Can digital literacy delay cognitive decline?
Researchers think it might. In a recently published study in The Journals of Gerontology, Series A: Biological Sciences and Medical Sciences they found that digital literacy — the ability to engage, plan, and execute digital actions such as web browsing and exchanging e-mails — is an independent protective factor against cognitive decline.
Using data from the English Longitudinal Study of Ageing, they followed 6,442 participants in the UK between the ages of 50 and 89 for eight years. The data measured delayed recall from a 10-word-list learning task across five separate measurement points. Socioeconomic status, including wealth and education, comorbidities, and baseline cognitive function were included in the models.
Higher wealth, education and digital literacy improved delayed recall, while people with functional impairment, diabetes, cardiovascular diseases, depressive symptoms or no digital literacy showed decline.
Those who reported being nonusers of Internet/E-mail and intermittent users showed cognitive decline; in contrast, current users increased their delayed recall capability, with a difference of more than 8.63 percent over the follow up period. Although the group with lower cognitive function at baseline presented higher CD, this group also demonstrated a significant variation in percentage change of the word recall, with better performance for those who used Internet/E-mail.

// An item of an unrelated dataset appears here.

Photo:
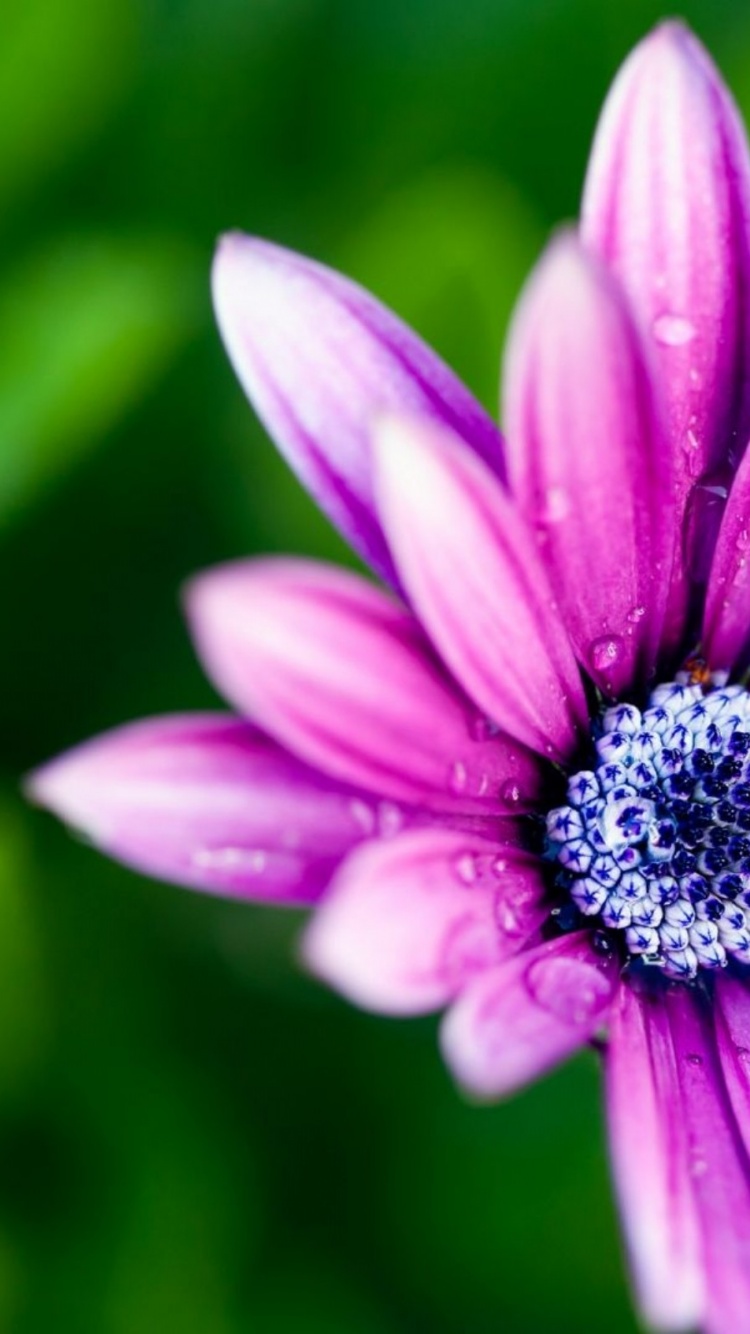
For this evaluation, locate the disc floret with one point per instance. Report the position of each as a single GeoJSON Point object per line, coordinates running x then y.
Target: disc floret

The effect of digital literacy was independent of age and socio-economic status, suggesting that digital literacy increases cognitive reserve or improves efficiency of cognitive networks to delay decline.
More people in the UK are using the Internet than ever before, however 6.4 million — about 10 percent of the population — say they have never gone online. Of those, 74 percent are over age 65 and half are from socially disadvantaged backgrounds. In comparison, Pew Research reports that about 20 percent of all Americans don’t go online, and 41 percent of those over age 65 in the U.S. do not use the Internet at all. Older adults comprise almost 13 percent of the U.S. population.
The authors write, “countries where policy interventions regarding improvement in digital literacy are implemented may expect lower incidence rates for dementia over the coming decades.” Perhaps something policymakers on both sides of the pond should consider.